In June I participated in a workshop at MIT called “A Flipped Workshop: Hands-on MOOC Development”. Participants worked in teams of five and were given a “course packet” to develop their MOOC module. Our group were allocated the “Stanford Prison Experiment” – a chilling case study in research ethics abuse. Other groups worked on the course packets “Creative Commons” and “Economics”. Facilitators supported each team. Leading the workshop was Professor Isaac (Ike) Chuang, who has played a leading role in the development of the MIT-Harvard edX MOOCs initiative.

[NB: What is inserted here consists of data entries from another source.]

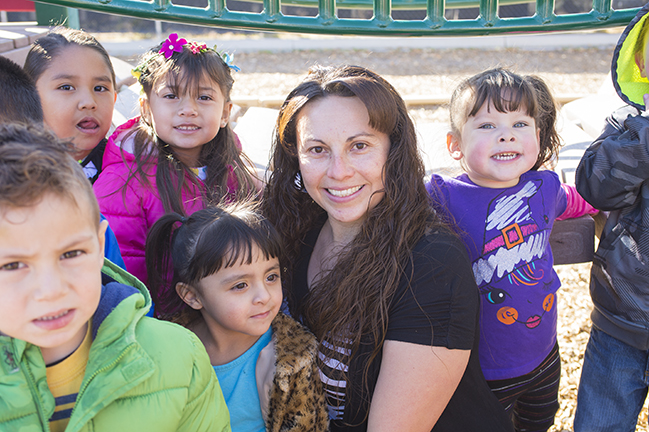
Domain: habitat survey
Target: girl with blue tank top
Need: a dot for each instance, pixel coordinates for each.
(224, 265)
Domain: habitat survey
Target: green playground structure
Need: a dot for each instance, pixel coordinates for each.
(326, 20)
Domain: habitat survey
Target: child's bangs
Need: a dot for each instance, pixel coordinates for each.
(229, 242)
(184, 81)
(187, 73)
(505, 99)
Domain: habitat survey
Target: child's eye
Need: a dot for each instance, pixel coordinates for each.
(12, 266)
(71, 254)
(240, 286)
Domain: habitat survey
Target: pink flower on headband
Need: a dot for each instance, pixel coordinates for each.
(197, 47)
(171, 45)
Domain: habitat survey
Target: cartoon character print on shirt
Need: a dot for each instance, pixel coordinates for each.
(511, 271)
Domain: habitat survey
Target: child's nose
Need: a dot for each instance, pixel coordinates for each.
(262, 295)
(507, 136)
(87, 101)
(50, 285)
(187, 108)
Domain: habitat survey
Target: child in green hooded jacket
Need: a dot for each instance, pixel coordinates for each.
(76, 351)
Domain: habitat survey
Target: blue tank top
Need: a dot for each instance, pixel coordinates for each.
(239, 387)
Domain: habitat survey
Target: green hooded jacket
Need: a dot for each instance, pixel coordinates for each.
(142, 374)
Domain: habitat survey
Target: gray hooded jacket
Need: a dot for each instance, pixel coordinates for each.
(614, 176)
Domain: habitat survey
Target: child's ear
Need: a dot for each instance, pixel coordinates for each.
(189, 295)
(225, 117)
(101, 235)
(145, 111)
(453, 146)
(639, 61)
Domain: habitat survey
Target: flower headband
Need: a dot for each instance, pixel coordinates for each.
(174, 44)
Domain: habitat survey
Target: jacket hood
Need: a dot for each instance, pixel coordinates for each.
(628, 83)
(117, 286)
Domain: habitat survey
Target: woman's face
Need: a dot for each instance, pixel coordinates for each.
(341, 157)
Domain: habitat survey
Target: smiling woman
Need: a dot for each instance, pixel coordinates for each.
(370, 273)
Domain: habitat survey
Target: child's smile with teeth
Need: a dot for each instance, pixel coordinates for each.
(53, 317)
(482, 138)
(505, 156)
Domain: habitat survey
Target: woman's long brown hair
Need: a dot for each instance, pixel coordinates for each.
(352, 300)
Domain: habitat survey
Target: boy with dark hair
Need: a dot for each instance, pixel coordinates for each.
(613, 175)
(19, 100)
(76, 350)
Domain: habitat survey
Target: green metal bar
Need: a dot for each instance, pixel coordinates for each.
(602, 7)
(301, 24)
(272, 10)
(48, 15)
(217, 7)
(489, 12)
(162, 5)
(545, 11)
(327, 11)
(435, 13)
(382, 12)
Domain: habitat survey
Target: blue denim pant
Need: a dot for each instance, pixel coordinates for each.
(613, 385)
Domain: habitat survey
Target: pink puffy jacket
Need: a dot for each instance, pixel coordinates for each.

Our group (see photo) comprised Dr Hayal Koksal (Turkey), myself, Prof Okhwa Lee (South Korea), Melody Nelson-Lyon (Canada) and Jules Seo (South Korea). The MIT TEAL laboratory (Technology Enhanced Active Learning) provides small group computer clusters in a circular table layout, each fitted with a conventional whiteboard, wall screen and a ceiling mounted video camera trained on the whiteboard area. Each setting is therefore a purpose-built flipped-classroom delivery system, allowing the participant to assemble pre-constructed elements of the virtual classroom, and seamlessly integrate these with live recordings of lecturer, demonstrating specific details of the lesson on the whiteboard. The lab is brightly-lit, comfortable and well-equipped, and located near the Vannevar Bush building and the Wright Brothers Wind Tunnel. There is a tangible sense that you are near one of the world’s most dynamic engineering and technology hotspots.
On the way to the lab, I passed under a video announcement board suspended above MIT’s “infinite corridor” that proclaimed: “Are in-person lectures a thing of the past?” (see photo). The MOOCs that radiate from the edX platform are global experiments in testing that very question.